LOS ANGELES — In Wednesday's powerful season finale of "The West Wing," beleaguered President Josiah Bartlet lashed out at God — in two languages.

First in English and then Latin, Bartlet lamented life's cruel twists, including the death of his longtime secretary in a drunken-driving accident, and reproached God.

The monologue took place in the National Cathedral, just after Dolores Landingham's funeral and before the president appeared on TV to admit he has hidden a disease, multiple sclerosis, from the public.

His nerves raw and his faith tested — he has been shown as a devout Catholic in the NBC drama — Bartlet sat impassively through the funeral service, then asked for time alone.

The president, played by Martin Sheen, then proceeded to fill the vast cathedral with his anger.

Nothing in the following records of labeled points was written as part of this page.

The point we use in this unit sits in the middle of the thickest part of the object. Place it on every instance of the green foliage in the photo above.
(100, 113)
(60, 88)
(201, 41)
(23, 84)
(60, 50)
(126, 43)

"She bought her first new car and you hit her with a drunk driver. What? That's supposed to be funny?" Bartlet asked, then added bitterly: "Have I displeased you, you feckless thug?"

He wasn't through. The next 20 seconds of his tirade were delivered in Latin, once the traditional language of the Catholic Church. His anger was clear, even if only Latin scholars could parse the specifics.

Here's the translation included with "The West Wing" shooting script:

"Am I really to believe that these are the acts of a loving God? A just God? A wise God?" Bartlet exclaims. "To h--- with your punishments. I was your servant here on Earth. And I spread your word and I did your work. To h--- with your punishments. To h---with you."

The scene ended with Bartlet, in a gesture of contempt, crushing a cigarette butt on the cathedral floor.

"You get Hoynes," he tells God, apparently signaling his decision not to seek re-election and to clear the way for Vice President John Hoynes (Tim Matheson) to head the Democratic ticket.

But the rest of the episode left doubt about Bartlet's intentions. There was a wrenching scene in which he imagines Landingham had reappeared, scolding him for self-pity.

"There are people way worse off than you," she said. "If you don't want to run again, I respect that. But if you don't run because you think it's gonna be too hard or you think you're gonna lose — well, Jed, I don't even want to know you."

Questioned at a news conference about his plans, the president adopts a look of resolve but doesn't respond before the hour ends — another TV cliffhanger for viewers to ponder this summer.